Which correspond to what the other answer is saying:
In case RabbitMQ receive non-routable message it drop it.
Situation2:
when my Exchange in rabbitTemplate.convertAndSend was indeed set properly -- the message was sent to the correct queue -- the Queued messages was queuing up the message.
Everything seems fine.
Situation3:
(continue from Situation2)
And now, I turn on the receiver service which has the #RabbitListener.
The Queued messages immediately drops down to 0, and never goes up again.
But the transporting of messages is still working fine.
Situation4:
(continue from Situation2)
And now, I change the receiver service to use the rabbitTemplate.receiveAndConvert.
Which I manually receive the message from the queue every 2s by using a loop.
(message is also sent from sender service every 2s by using a loop, same as the situations before.)
Now, the Queued messages stays at constant -- a straight line
(depends on how many message you have queued up, in my case 1, before the receiver service is up, then it stays at 1).
Conclusion:
I suspect that, when the message is consumed too fast, the Queued messages will just show 0.
Which correspond to what the OP is saying:
is it too fast that doesnt need to queue the messages?
(or, I could screw up some setting in RabbitMQ and led to wrong conclusion.
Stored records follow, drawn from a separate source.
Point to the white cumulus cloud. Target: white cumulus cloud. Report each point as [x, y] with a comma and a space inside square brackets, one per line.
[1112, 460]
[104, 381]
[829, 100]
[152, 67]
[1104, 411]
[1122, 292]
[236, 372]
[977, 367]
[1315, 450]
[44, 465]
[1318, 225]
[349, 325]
I dont think so, but idk, I am not familiar with RabbitMQ.)

How to detect alarm-based blocking RabbitMQ producer?

I have a producer sending durable messages to a RabbitMQ exchange. If the RabbitMQ memory or disk exceeds the watermark threshold, RabbitMQ will block my producer. The documentation says that it stops reading from the socket, and also pauses heartbeats.
What I would like is a way to know in my producer code that I have been blocked. Currently, even with a heartbeat enabled, everything just pauses forever. I'd like to receive some sort of exception so that I know I've been blocked and I can warn the user and/or take some other action, but I can't find any way to do this. I am using both the Java and C# clients and would need this functionality in both. Any advice? Thanks.
Sorry to tell you but with RabbitMQ (at least with 2.8.6) this isn't possible :-(
had a similar problem, which centred around trying to establish a channel when the connection was blocked. The result was the same as what you're experiencing.
I did some investigation into the actual core of the RabbitMQ C# .Net Library and discovered the root cause of the problem is that it goes into an infinite blocking state.
You can see more details on the RabbitMQ mailing list here:
http://rabbitmq.1065348.n5.nabble.com/Net-Client-locks-trying-to-create-a-channel-on-a-blocked-connection-td21588.html
One suggestion (which we didn't implement) was to do the work inside of a thread and have some other component manage the timeout and kill the thread if it is exceeded. We just accepted the risk :-(
The Rabbitmq uses a blocking rpc call that listens for a reply indefinitely.
If you look the Java client api, what it does is:
AMQChannel.BlockingRpcContinuation k = new AMQChannel.SimpleBlockingRpcContinuation();
k.getReply(-1);
Now -1 passed in the argument blocks until a reply is received.
The good thing is you could pass in your timeout in order to make it return.
The bad thing is you will have to update the client jars.
If you are OK with doing that, you could pass in a timeout wherever a blocking call like above is made.
The code would look something like:
try {
return k.getReply(200);
} catch (TimeoutException e) {
throw new MyCustomRuntimeorTimeoutException("RabbitTimeout ex",e);
}
And in your code you could handle this exception and perform your logic in this event.
Some related classes that might require this fix would be:
com.rabbitmq.client.impl.AMQChannel
com.rabbitmq.client.impl.ChannelN
com.rabbitmq.client.impl.AMQConnection
FYI: I have tried this and it works.